Page 6 of Unwrap Him

I feel like such a moron as I pace around my bedroom. Obsessing over my own father—figure—for years, like a total creep. I just want these feelings to go away, but I’m not sure they ever will. It’s like a sickness… A terminal disease with no cure.

Trust me, I’ve tried to transfer the feelings onto others. I’ve hooked up with a few guys, more in the past year than before. I didn’t even have my first kiss until I was fifteen, because I never wanted to give it to anyone who wasn’t my own goddamn guardian. But I finally bit the bullet and did it. And it felt… so fucking wrong.

But I kept getting back up on that horse, only to be tossed off every time in disappointment. I lost my virginity six months ago to a dude from school, and even that just felt like a means to an end.

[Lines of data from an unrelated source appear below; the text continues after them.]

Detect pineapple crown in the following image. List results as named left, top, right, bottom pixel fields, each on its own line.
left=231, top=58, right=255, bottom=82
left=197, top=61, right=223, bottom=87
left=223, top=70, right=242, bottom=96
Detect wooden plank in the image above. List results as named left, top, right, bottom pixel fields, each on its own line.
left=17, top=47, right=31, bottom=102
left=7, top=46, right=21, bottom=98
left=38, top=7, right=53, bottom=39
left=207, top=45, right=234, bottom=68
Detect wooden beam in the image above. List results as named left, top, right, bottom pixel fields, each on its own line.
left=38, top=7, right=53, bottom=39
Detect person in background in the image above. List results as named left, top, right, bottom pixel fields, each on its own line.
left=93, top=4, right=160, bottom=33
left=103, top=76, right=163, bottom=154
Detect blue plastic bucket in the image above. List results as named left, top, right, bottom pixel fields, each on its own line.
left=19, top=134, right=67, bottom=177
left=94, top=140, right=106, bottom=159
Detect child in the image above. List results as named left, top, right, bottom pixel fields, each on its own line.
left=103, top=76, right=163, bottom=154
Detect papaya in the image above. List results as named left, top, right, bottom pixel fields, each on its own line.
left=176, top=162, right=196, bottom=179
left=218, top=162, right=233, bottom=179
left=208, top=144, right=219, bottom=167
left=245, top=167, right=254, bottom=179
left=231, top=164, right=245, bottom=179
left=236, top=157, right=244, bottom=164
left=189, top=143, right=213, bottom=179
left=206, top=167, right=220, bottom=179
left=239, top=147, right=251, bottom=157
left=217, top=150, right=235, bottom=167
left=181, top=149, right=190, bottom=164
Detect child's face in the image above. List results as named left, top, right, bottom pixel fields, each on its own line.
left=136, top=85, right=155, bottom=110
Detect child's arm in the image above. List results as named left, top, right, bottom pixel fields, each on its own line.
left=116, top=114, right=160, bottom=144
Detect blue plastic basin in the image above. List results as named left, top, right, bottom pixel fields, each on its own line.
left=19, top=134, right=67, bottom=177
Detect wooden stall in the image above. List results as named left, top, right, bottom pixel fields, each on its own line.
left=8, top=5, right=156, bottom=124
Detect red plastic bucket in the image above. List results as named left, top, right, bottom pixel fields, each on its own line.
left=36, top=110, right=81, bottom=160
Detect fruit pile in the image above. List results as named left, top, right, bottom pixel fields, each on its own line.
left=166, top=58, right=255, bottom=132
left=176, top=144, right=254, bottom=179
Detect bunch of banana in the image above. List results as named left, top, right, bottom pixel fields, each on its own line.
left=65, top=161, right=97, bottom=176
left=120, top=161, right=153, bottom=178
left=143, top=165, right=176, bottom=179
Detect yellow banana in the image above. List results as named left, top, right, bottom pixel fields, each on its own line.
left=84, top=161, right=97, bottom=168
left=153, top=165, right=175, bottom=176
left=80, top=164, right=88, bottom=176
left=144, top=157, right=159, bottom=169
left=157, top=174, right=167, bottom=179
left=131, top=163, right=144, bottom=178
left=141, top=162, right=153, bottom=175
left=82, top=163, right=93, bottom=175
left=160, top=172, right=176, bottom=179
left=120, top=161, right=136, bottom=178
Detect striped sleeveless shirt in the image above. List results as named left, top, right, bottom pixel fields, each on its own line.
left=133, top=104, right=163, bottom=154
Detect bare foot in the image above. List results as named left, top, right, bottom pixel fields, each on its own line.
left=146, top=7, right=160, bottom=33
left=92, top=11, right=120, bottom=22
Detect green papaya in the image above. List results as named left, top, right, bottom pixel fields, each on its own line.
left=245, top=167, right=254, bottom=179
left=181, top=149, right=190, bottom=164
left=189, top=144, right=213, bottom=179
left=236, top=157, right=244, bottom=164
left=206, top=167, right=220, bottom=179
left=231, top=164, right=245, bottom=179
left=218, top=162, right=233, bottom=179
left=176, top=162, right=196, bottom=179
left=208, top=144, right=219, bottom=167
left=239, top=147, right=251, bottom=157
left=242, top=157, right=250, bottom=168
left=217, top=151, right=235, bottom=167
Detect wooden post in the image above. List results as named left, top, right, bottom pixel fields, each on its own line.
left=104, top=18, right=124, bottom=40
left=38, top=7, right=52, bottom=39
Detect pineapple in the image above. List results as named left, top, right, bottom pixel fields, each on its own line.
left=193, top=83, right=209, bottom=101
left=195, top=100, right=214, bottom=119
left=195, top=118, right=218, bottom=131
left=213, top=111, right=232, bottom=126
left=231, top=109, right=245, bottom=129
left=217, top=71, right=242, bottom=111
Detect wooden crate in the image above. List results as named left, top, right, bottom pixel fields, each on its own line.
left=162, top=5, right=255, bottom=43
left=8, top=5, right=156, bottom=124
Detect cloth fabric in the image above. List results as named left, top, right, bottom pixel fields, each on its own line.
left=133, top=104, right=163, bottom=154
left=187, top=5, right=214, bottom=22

We’ve fucked a couple of times since, and it’s alright I guess, because he’s hot. He’s the captain of the football team, but he’s straight, so no one’s allowed to know he likes putting his dick in guys. Not that I even care, because I don’t want anything from him. Anything but a meaningless distraction.

An ultimate dissatisfaction.

Crawling into my bed beneath the covers, I grab my phone where it’s been charging on the nightstand. Speak of the devil, I have a new text from Tanner. I open it to find a dick pic, and I roll my eyes. Why am I not surprised one bit?

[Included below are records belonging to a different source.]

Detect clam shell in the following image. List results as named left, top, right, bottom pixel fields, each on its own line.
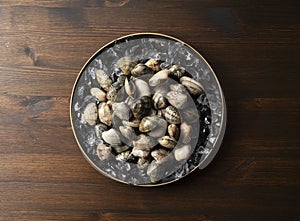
left=170, top=64, right=185, bottom=79
left=130, top=96, right=151, bottom=119
left=106, top=82, right=124, bottom=101
left=132, top=134, right=153, bottom=158
left=112, top=102, right=132, bottom=121
left=113, top=145, right=130, bottom=153
left=124, top=78, right=136, bottom=97
left=137, top=158, right=150, bottom=170
left=134, top=78, right=151, bottom=97
left=170, top=84, right=187, bottom=93
left=145, top=58, right=160, bottom=72
left=117, top=57, right=137, bottom=75
left=158, top=136, right=177, bottom=149
left=139, top=115, right=168, bottom=137
left=165, top=106, right=181, bottom=124
left=95, top=123, right=108, bottom=139
left=168, top=124, right=179, bottom=140
left=83, top=103, right=98, bottom=126
left=102, top=128, right=122, bottom=146
left=116, top=151, right=130, bottom=162
left=119, top=126, right=137, bottom=141
left=149, top=69, right=170, bottom=87
left=180, top=122, right=192, bottom=144
left=98, top=102, right=112, bottom=126
left=139, top=116, right=159, bottom=132
left=182, top=107, right=200, bottom=124
left=180, top=76, right=203, bottom=96
left=166, top=91, right=188, bottom=109
left=151, top=149, right=169, bottom=163
left=96, top=143, right=111, bottom=161
left=90, top=87, right=106, bottom=102
left=131, top=64, right=154, bottom=77
left=152, top=91, right=168, bottom=109
left=96, top=70, right=113, bottom=91
left=122, top=119, right=140, bottom=128
left=174, top=145, right=192, bottom=161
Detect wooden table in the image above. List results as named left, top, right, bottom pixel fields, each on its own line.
left=0, top=0, right=300, bottom=221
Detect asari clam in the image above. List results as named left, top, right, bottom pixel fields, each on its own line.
left=79, top=57, right=207, bottom=182
left=83, top=103, right=98, bottom=125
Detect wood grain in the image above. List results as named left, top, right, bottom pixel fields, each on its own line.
left=0, top=0, right=300, bottom=221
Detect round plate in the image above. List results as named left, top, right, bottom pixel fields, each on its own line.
left=70, top=33, right=226, bottom=186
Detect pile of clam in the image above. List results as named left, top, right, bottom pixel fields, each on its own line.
left=83, top=57, right=203, bottom=182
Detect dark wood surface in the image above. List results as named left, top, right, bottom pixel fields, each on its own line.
left=0, top=0, right=300, bottom=221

It’s a decent dick, and I guess it sort of gives my own erection some traction, but not much. I’m too lost in my own head, too focused on my sick crush to even bother responding. Instead, I stuff my phone under the pillow next to me and close my eyes.

My hand slithers down to the waistband of my sweats, slipping inside and grazing myself over my boxers. Teasing my hardening flesh, my mind swims with images of the man downstairs. The man who’s almost twice my age, and technically my father. Though not by blood, it’s still wrong. I’ve known him literally my entire life. He raised me… Changed my diapers and shit.

It’s twisted.

He taught me how to ride a bike, how to shave, how to drive; he comforted me when I got hurt, and scolded me when I fucked up. He’s been my fucking father my whole life, yet now I look at him like he’s supposed to be more than that.

I’ve always prayed that it’s just an attraction. Because he’s hot as fuck, nothing more.

But as my lips quiver and my fist curls around my erection to visions of him touching me the way I’m touching myself, I can’t even be sure.

All I know is that I’m jerking off to thoughts of my dad right now…

And less than two minutes later, I’m coming in my hand with his face in my brain.